For 35 years, we have fought to end the epidemic. We did this for our lives and for our future. Over the years, we have continually evolved and expanded our services to meet the growing and changing needs of people living with HIV/AIDS; adding behavioral healthcare, developing robust HIV & STD testing and prevention programs, increasing our advocacy work, broadening our support services and adding primary medical care.
Today, APLA Health serves more than 15,000 patients and clients annually, focusing on serving the low-income LGBT community and people living with HIV.
We continue to be the leading provider of HIV prevention and health education services in Los Angeles County targeting populations at highest risk of HIV, including gay men of color, young gay men and members of the transgender community.
2018 – WHO WE SERVE:
• 15,000 men, women and families annually
• 10,000 people in medical and dental care (3,600 HIV positive)
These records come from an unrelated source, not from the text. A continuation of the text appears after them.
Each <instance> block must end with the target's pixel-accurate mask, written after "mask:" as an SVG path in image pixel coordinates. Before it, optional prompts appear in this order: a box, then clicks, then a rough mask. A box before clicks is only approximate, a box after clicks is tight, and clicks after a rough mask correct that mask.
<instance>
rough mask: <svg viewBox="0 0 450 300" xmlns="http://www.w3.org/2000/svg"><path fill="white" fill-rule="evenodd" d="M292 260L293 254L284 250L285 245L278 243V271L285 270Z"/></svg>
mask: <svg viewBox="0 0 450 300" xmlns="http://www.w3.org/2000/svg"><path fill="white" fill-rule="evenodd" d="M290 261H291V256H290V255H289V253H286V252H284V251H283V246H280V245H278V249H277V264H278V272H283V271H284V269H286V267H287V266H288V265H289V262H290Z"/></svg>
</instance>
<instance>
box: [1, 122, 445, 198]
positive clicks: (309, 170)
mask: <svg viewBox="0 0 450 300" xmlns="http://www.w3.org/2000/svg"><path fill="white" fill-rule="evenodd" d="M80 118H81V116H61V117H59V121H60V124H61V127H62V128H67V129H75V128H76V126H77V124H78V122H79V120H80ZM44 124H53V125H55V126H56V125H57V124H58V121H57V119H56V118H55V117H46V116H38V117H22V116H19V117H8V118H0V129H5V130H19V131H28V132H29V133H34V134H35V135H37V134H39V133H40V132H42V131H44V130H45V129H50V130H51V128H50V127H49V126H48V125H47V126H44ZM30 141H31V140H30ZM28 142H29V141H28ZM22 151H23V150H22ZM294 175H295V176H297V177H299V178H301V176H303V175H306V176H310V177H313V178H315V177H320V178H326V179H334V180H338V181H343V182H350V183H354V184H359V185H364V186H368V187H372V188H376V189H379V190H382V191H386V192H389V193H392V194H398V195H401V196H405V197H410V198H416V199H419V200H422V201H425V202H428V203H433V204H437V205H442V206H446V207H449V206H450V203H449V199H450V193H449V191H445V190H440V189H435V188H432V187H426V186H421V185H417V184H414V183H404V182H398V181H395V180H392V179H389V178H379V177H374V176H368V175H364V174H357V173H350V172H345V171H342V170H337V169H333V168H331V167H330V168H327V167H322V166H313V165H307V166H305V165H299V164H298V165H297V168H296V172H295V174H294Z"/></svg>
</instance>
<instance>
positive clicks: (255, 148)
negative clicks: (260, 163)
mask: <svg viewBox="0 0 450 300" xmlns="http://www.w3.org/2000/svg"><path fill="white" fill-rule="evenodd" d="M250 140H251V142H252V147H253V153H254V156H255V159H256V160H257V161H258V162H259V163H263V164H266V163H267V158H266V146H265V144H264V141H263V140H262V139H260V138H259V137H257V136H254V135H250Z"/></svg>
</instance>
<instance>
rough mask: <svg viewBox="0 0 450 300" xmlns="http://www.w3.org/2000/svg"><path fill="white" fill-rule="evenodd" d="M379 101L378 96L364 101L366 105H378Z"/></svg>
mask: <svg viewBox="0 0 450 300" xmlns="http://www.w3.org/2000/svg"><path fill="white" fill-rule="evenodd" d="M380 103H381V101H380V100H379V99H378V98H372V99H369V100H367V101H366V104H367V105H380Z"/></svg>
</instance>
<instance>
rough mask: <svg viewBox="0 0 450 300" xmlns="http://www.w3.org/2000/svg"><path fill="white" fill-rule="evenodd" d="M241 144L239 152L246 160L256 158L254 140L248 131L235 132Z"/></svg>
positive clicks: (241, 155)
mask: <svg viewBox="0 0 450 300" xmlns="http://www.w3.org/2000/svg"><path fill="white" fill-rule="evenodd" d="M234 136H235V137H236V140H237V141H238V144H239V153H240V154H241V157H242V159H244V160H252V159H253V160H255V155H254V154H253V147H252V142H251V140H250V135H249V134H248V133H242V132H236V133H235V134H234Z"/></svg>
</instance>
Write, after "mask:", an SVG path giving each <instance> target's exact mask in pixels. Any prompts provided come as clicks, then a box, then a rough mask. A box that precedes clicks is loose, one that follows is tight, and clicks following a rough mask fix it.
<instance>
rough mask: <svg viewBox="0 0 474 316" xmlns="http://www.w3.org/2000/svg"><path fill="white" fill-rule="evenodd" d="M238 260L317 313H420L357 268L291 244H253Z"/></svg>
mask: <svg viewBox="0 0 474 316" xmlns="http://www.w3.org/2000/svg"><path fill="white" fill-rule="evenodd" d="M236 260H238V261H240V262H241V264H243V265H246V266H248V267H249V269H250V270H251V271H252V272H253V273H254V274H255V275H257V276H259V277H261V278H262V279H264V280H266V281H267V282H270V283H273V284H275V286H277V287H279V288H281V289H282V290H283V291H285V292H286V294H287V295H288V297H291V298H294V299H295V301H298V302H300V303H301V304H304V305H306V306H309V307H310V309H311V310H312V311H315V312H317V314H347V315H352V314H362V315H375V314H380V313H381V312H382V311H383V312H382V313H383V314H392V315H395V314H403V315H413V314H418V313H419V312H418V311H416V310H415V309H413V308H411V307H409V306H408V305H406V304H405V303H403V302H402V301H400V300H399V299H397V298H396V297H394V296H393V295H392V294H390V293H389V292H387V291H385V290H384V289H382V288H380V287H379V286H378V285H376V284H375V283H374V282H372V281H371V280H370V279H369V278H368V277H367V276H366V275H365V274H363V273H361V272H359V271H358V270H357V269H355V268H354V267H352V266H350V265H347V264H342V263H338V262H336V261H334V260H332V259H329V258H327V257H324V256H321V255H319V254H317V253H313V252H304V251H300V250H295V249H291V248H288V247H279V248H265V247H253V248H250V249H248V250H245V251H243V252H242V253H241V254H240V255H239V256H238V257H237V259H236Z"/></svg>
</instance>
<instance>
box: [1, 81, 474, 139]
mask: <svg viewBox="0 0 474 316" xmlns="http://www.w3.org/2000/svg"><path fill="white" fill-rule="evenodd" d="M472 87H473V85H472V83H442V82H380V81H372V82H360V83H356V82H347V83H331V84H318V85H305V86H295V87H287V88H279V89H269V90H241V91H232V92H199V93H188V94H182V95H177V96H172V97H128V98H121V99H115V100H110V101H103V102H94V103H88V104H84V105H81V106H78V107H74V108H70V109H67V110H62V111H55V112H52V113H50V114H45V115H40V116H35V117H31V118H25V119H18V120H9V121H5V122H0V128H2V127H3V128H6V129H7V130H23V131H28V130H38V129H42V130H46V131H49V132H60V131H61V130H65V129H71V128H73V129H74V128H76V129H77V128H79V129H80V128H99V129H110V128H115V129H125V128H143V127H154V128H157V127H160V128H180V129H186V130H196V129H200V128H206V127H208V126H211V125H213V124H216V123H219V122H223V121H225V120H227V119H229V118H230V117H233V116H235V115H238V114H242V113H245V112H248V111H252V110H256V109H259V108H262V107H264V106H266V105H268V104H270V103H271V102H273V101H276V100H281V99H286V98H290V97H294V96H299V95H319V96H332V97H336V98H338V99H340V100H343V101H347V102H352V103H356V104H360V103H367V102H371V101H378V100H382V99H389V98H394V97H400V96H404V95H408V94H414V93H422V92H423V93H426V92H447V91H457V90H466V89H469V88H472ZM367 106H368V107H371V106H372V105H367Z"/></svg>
• 5,000 low-income people receiving critical HIV support services
• 69% of all clients are LGBT
• 68% of all clients live on less than $20,000 a year
• 57% of all clients are from a community of color
2018 – WHERE:
• 6 APLA Health Centers including Baldwin Hills, South Los Angeles, Long Beach, Mid City / Koreatown, Downtown and our newest site Fairfax – Carthay Circle
• 16 APLA Health locations covering Los Angeles County – from Lancaster to Long Beach
We (the patients, clients, staff and volunteers) at APLA Health owe a great debt of gratitude to each of you who support us. While we are grateful for the progress we’ve made to combat the disease, we will never forget those we lost along the way.
We remain as firmly committed to ending this epidemic as we were when we were founded in 1983. Over the coming months, join us as we look back at our 35 year history of service and our exciting future.